Using the matrix cookbook and several other online references I have calculated the Hessian as follows $$H(f(X,Y)) =  \left( \begin{array}{ccc}
-2YY^{T} & -2A + 4XY \\
-2A + 4XY & -2X^{T}X \end{array} \right)$$
with $f(X,Y) = ||A - XY||^{2}_{F}$. Here are the steps I used to arrive at this form. $$\frac{\partial f}{\partial X} = -2(A - XY)Y^{T}, \frac{\partial f}{\partial Y} = -2X^{T}(A - XY) \\\frac{\partial^{2} f}{\partial X^{2}} = -2YY^{T}, \frac{\partial^{2} f}{\partial Y^{2}} = -2X^{T}X\\\frac{\partial^{2} f}{\partial X \partial Y} = -2A + 4XY, \frac{\partial^{2} f}{\partial Y \partial X} = -2A + 4XY$$
My first question is whether or not this is correct (I'm moderately confident that the partials in terms of only X or Y are correct, but much less confident in the others). My second question is if the above is correct, does that mean the Hessian matrix is undefined when $A$ is not square? That appears to be the case because when $A$ is rectangular $-2YY^{T}$ and $-2X^{T}X$ are of different dimensions, which makes the Hessian a matrix of size $\left( \begin{array}{ccc}
[m \times m] & [m \times n] \\
[m \times n] & [n \times n] \end{array} \right)$, but I'm relatively new to the concepts behind matrix calculus so I can't tell if I missed something (for instance, are one of the symmetric partials supposed to be transposed?).
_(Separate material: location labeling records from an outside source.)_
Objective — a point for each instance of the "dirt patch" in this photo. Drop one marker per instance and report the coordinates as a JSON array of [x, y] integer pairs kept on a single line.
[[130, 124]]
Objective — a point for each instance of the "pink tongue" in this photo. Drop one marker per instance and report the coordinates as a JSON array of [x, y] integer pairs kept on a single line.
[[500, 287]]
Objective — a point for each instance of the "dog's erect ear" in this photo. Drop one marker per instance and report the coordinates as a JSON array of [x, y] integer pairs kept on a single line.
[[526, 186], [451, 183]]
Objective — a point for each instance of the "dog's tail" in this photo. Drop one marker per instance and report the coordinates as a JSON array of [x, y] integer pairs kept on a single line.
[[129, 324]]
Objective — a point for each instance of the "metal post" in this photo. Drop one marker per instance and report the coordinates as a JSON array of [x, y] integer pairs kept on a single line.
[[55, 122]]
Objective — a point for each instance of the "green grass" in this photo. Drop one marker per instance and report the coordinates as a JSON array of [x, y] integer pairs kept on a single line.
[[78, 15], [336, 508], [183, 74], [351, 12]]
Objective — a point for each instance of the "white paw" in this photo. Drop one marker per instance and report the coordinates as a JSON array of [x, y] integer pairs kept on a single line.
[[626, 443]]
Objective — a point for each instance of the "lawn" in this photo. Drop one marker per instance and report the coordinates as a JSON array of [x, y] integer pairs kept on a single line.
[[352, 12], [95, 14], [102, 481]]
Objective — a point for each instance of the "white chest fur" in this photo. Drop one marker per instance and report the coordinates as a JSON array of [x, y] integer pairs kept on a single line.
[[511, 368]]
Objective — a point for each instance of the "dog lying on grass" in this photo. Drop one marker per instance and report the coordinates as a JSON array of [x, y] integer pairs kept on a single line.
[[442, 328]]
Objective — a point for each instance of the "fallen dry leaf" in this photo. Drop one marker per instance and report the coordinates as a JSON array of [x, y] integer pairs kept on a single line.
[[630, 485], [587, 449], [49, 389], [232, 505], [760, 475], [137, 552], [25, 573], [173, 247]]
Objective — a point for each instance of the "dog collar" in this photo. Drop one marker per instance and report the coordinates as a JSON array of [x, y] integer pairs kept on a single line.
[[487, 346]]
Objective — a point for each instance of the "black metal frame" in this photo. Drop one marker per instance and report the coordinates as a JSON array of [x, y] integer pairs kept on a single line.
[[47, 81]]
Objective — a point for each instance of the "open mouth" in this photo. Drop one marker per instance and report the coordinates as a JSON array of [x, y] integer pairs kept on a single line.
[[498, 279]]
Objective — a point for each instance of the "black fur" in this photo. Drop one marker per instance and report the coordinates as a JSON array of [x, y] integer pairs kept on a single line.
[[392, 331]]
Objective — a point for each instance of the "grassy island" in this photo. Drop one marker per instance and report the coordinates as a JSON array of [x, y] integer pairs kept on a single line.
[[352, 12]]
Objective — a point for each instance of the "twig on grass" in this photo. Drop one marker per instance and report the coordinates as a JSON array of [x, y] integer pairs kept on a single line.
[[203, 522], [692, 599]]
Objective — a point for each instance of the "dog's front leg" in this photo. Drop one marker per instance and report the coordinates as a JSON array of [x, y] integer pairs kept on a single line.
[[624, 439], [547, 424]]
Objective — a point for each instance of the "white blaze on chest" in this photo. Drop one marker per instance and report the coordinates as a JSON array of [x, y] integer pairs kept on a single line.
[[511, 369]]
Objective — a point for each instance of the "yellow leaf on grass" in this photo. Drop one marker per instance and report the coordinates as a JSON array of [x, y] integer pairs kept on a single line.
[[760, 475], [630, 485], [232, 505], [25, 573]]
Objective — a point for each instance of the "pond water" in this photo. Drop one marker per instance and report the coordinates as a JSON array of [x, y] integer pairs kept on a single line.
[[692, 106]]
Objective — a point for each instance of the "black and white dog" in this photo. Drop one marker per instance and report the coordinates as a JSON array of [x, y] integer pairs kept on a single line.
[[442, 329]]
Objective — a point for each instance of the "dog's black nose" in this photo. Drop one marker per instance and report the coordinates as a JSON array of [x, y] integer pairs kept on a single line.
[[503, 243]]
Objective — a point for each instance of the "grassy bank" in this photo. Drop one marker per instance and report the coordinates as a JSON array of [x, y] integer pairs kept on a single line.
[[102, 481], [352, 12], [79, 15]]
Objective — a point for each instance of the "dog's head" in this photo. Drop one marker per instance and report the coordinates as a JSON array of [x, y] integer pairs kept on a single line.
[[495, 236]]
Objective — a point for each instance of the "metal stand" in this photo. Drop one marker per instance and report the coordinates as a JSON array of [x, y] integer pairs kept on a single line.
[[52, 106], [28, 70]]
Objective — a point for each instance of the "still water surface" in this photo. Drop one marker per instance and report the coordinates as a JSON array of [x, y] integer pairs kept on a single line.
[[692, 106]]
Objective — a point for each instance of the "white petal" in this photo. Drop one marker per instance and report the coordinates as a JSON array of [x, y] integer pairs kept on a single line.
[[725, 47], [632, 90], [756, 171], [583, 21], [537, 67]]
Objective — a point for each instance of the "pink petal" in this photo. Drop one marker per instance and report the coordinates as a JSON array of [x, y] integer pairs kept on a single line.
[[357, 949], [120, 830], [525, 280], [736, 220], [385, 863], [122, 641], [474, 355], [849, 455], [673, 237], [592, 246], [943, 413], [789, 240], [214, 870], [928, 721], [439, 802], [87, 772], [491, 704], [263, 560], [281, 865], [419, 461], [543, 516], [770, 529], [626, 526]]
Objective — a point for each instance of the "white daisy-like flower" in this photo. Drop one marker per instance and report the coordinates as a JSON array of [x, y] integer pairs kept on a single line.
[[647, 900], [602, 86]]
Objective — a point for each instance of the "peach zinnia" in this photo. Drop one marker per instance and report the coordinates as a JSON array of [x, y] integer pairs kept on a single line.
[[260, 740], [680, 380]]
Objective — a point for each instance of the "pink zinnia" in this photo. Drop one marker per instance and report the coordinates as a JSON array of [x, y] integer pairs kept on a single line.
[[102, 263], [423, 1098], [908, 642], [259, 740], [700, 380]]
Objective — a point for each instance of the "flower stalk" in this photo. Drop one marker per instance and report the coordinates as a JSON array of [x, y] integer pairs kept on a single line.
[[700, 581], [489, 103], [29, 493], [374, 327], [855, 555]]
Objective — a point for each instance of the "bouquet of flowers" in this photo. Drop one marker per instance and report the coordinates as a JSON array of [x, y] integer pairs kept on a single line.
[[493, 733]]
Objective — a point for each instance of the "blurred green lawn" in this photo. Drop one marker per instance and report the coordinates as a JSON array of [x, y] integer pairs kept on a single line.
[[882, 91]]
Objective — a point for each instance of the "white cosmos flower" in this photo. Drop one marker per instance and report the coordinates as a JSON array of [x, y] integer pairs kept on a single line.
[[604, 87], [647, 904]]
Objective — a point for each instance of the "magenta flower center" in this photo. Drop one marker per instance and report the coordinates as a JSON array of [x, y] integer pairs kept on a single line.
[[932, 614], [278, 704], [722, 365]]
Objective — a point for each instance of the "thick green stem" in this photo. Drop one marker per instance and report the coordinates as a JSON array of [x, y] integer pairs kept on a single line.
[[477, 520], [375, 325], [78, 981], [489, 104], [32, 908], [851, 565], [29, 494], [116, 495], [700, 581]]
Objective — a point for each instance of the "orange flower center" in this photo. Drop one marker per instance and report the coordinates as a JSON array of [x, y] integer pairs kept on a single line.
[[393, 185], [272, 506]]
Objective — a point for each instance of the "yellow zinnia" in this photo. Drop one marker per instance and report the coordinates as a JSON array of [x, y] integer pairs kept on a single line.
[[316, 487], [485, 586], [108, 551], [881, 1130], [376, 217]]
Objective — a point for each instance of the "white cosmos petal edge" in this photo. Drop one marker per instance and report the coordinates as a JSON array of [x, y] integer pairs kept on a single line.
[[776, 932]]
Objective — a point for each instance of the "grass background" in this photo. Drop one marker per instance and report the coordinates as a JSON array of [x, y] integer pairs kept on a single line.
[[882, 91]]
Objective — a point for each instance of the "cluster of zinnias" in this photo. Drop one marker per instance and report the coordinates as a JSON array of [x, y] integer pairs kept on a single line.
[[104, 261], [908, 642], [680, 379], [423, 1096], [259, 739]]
 A: I am afraid that your formula for the Hessian is not right.
I am going to show here a precise component-by-component solution in the particular case of $2 \times 2$ matrices, in disagreement with your general solution.
(I don't pretend in the following to provide a general solution). 
Notational conventions:
$$A=\begin{bmatrix}
p & q\\
r & s
\end{bmatrix} \ \ \
X=\begin{bmatrix}
a & b\\
c & d
\end{bmatrix} \ \ \
Y=\begin{bmatrix}
e & f\\
g & h
\end{bmatrix} $$
The expression to be minimized is the square of the Frobenius norm of $A-XY$, i.e.,
$$s \ = \ (p - a e - b g)^2 + (q - a f - b h)^2 + (r - c e - d g)^2 + (s - c f -
         d h)^2$$
where the variables are $a,b,c,d,e,f,g,h$ ; $p,q,r,s$ are fixed numbers.
The upper left part of the Hessian ($4 \times 4$ block of second order partial derivatives with respect to variables $a,b,c,d$) is obtained through straightforward computations (with Mathematica, I confess) 
$$\begin{bmatrix}
2YY^T & 0\\
0 & 2YY^T
\end{bmatrix} \ \ \text{instead of} \ \ -2YY^T$$
The presence of $0$ blocks is understandable: for example  $\dfrac{\partial^2 s}{\partial a \partial c}$ is clearly zero. 
The upperright block is
$$2\begin{bmatrix}
2 a e + b g - p & 2 a f + b h - q & b e & b f\\
    a g & a h & a e + 2 b g - p & a f + 2 b h - q\\
  2 c e + d g - r & 2 c f + d h - s & d e & d f\\
c g & c h & c e + 2 d g - r & c f + 2 d h - s 
\end{bmatrix}$$
where everything looks scrambled, and rather far from your results (even if one finds something that is similar to $XY-A$). 
Question: Don't you have any assumption about matrices $A$, $X$, $Y$? (not symmetric, not positive definite...) ?
Remark: I would have liked to follow your computation and spot a possible mistake but, honestly, I don't master the technique of derivation with respect to matrices.